Lecturas
El reparto Santos Suárez, en el municipio habanero de Diez de Octubre, debe su nombre a la familia propietaria de los terrenos donde se asentó esa urbanización. Se trataba de cuatro hermanos nacidos en la región central de la Isla y avecindados en la capital: José Indalecio, Leonardo, Nicolás y Joaquín, me dice el doctor Ismael Pérez Gutiérrez, profesor de Medicina, que lleva a cabo una paciente investigación sobre calles y barriadas de La Habana. El nombre de dos de ellos lo llevan sendas calles locales: San Indalecio y San Leonardo.
De los cuatro hermanos, Leonardo fue el más prominente. No solo por haber sido el más rico del grupo, sino por su quehacer político. Más de un autor asegura que es por él que Santos Suárez se llama así.
Al igual que José Indalecio, el hermano mayor, Leonardo estudió Derecho y, junto con Félix Varela y Tomás Gener, resultó electo diputado a Cortes en 1822.
La Constitución de Cádiz de 1812, restablecida en España en marzo de 1820, fue proclamada en Cuba un mes más tarde. El elemento más progresista de la Colonia sugirió sin demora la creación de una cátedra de Constitución y la puso bajo los auspicios del obispo Espada, «en justo aprecio de las eminentes cualidades que concurren en su venerable persona», como se afirmaba en la propuesta.
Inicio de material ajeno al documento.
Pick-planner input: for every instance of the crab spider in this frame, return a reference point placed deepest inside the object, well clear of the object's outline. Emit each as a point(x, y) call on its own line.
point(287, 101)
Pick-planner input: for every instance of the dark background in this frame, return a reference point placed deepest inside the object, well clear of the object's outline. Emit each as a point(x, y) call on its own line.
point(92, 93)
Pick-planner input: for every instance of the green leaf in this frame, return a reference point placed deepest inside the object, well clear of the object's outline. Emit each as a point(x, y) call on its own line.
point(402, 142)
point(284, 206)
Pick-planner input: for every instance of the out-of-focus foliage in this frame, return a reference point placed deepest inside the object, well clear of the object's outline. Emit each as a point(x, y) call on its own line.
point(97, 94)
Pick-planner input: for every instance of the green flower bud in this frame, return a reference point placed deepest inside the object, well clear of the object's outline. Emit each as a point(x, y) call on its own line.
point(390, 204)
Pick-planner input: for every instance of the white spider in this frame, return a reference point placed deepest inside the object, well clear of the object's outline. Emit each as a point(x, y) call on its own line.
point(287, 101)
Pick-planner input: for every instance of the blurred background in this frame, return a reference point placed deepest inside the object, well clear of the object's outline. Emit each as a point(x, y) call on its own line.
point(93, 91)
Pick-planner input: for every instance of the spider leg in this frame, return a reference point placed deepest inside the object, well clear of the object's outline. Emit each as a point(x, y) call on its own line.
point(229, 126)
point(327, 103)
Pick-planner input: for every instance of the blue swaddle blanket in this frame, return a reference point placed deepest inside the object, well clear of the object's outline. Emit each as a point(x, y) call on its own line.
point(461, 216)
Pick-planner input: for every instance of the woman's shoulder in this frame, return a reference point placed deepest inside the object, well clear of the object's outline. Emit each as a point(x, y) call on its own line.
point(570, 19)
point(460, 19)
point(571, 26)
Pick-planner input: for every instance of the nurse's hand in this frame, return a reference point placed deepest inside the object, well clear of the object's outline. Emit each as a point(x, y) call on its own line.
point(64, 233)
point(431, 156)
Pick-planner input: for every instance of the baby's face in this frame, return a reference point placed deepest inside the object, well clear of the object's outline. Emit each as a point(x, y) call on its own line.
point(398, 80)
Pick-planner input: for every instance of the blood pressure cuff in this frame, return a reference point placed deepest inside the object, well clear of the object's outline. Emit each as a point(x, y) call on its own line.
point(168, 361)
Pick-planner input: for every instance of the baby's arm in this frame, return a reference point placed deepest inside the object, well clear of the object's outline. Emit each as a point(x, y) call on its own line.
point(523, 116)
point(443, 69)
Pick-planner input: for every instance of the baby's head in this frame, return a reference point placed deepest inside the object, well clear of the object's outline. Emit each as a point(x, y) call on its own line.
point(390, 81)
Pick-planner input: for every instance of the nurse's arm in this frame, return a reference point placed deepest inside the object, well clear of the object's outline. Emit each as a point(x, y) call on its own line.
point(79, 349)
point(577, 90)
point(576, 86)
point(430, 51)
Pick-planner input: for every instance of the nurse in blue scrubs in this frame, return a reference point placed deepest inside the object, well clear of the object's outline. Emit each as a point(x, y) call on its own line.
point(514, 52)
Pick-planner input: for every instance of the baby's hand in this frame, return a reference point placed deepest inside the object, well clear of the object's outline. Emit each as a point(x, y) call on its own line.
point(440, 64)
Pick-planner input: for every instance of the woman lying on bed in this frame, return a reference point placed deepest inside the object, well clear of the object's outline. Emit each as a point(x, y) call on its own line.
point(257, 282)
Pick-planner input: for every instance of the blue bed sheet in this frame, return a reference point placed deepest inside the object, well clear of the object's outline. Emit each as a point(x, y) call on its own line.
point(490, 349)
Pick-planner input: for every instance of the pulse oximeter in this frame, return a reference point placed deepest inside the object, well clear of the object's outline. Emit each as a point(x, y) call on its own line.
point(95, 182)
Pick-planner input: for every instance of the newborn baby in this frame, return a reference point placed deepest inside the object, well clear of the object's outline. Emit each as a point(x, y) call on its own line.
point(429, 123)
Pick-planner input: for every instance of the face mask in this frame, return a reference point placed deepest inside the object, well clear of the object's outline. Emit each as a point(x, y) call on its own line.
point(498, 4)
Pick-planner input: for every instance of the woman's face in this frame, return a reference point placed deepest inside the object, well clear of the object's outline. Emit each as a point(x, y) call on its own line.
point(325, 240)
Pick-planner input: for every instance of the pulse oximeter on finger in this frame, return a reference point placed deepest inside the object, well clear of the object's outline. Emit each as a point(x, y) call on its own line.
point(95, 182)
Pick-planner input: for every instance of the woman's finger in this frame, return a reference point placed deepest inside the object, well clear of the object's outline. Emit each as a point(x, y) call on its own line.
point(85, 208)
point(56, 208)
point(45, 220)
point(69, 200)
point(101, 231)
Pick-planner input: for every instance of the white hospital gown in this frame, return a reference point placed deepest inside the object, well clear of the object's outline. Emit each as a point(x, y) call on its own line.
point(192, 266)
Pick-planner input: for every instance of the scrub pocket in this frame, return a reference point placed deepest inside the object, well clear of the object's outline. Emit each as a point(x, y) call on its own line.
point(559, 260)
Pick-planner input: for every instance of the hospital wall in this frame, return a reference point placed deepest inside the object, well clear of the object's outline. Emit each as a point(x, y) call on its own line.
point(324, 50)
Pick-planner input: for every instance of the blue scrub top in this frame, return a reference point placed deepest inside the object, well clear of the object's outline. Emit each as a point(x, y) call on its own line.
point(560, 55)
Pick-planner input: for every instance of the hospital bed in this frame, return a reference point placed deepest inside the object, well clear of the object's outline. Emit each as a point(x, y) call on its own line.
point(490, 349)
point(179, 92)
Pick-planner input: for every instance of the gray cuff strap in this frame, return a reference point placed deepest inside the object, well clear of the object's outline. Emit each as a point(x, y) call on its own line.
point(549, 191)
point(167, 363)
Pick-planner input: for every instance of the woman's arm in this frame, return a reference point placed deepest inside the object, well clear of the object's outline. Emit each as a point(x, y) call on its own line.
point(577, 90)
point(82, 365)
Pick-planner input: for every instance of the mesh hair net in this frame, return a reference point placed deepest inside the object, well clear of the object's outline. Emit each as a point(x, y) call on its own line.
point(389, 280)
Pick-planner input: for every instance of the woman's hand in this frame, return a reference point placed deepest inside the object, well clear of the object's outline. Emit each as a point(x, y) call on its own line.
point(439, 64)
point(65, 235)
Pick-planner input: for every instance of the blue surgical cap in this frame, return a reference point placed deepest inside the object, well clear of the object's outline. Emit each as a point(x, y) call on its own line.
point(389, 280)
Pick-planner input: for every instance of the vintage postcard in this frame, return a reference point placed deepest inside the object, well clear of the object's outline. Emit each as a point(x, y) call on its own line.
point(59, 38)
Queda Espada facultado para reglamentar la cátedra y elegir a la persona que la impartiría. La sumó el Obispo a los programas curriculares del Seminario de San Carlos y determinó que se cubriera por oposición, pero al mismo tiempo invitó al padre Varela a que participara en el concurso. Nadie podía desempeñarla con más dominio y eficacia. Los ejercicios que presentó Varela fueron brillantes; nadie pudo discutirle la propiedad de una cátedra que él llamó «de la libertad y los derechos del hombre». La popularidad de Varela, a partir de ahí, subió como la espuma. Su integridad moral y su patriotismo lo hicieron un candidato indiscutible para las elecciones a diputado. Salió electo. También fueron elegidos Santos Suárez y Gener. Aunque no quería, debió Varela cambiar la vida sosegada del estudioso por la existencia agitada del político.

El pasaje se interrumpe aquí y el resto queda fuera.